Roberts Creek Legion 219 – The Little Legion – is celebrating 70 years in the community this Saturday.

The all-ages celebration will have activities for the kids, live entertainment, a barbecue by donation and a cake cutting ceremony at 1 p.m. at the Legion, located at 3064 Lower Road.

The Little Legion has a lot to celebrate, from its meagre beginnings as a fishing cabin to overcoming a near-death experience just four years ago.

While a group of veterans started meeting in a Roberts Creek basement in 1946, ultimately receiving a Legion charter in 1947, it was the fundraising effort and vision of veterans Jack Hamon and Jack Eldred that made a freestanding Legion possible in 1958.

“After hosting fishing derbies, they purchased a small fishing cabin in 1958 which became home to Royal Canadian Legion Branch 219 Roberts Creek,” said current president Diane McIntosh.

“The original building was just a quarter of the size of what it is now, but the original cabin is still there. It’s just been added onto.”

The cabin structure is still visible on the front right hand side of the Legion when facing it from Lower Road.

“We can actually see where there is an old bulkhead in the building and that’s where the original Legion ended,”

The small space served veterans well in the area until the early ’70s when it was expanded. The Little Legion was again expanded in the ’80s when Ron Oram and a crew of dedicated diggers spent a year burrowing out a basement.

“That’s where the snooker room is now,” McIntosh said.

A smoking room was added in 2003 to comply with new laws, but that room is now used for meetings, as smoking has been moved outside.

The Little Legion now has room for a small dance floor and stage, kitchen and bar, a pool table, dart boards and seating for over 100 guests. The building also can be rented out to groups for private events.

While the Legion space has expanded over the years, the Legion membership has dropped as veterans have passed away and it’s been hard to attract new members, despite the change several years ago that made it possible for any adult to join.

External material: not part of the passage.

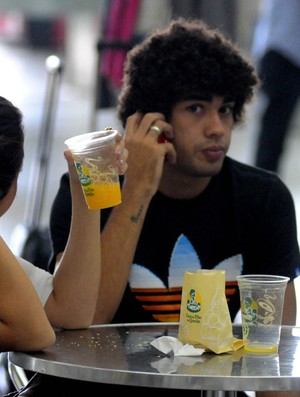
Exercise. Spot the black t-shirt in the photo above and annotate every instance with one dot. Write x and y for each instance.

Due to the decline in members and patrons at the Legion, it was in dire straits about four years ago.

“The executive at that time announced that the Legion was in serious financial debt and needed to fundraise about $7,000 in three months, and as they felt that was not able to happen they were letting the community know they felt there was nothing that could be done,” McIntosh said.

“But a group of members calling themselves Team 219 were willing to jump in, so we struck a fundraising committee and in three months raised nearly $10,000 from the community and members. Everybody just threw themselves into it.”

One of the more popular fundraisers the committee put on was called A Close Shave for the Legion and it saw three members shave their heads on the mandala at Creek Daze at 2:19 p.m. for the cause.

“We made about $3,000 from that alone,” McIntosh said. “It was our cook and our bartender and one of our members.”

While the money raised was enough to save the Legion that year, members realized it would take more to keep the doors open in the long run so they changed up some programing and tried to attract a new crowd.

“We tried to address everybody’s critique or concern, what they wanted to see at the Legion,” McIntosh said.

The changes led to a wider variety of entertainment, as well as Friday night dinner music and trivia nights.

“We just kept trying to answer everybody’s needs and also tried to attract the younger members, which are the next generation.”

She said the biggest barrier to increasing membership at the Legion is the misconception about it. “People don’t understand that anybody can join. They don’t understand that it’s a community service organization and people don’t understand that it is not a government-run organization and that it is not a supporting war organization,” she said.

The Legion does support veterans and it also gives back to the community through bursaries and grants.

While the Legion isn’t on the verge of closure any more, securing new members is imperative to its health and longevity in the community that it has served for seven decades.

Half-price memberships for the rest of 2017 will be sold at the anniversary event this Saturday. Membership comes with privileges like discounts on events and the ability to bring guests to the Legion.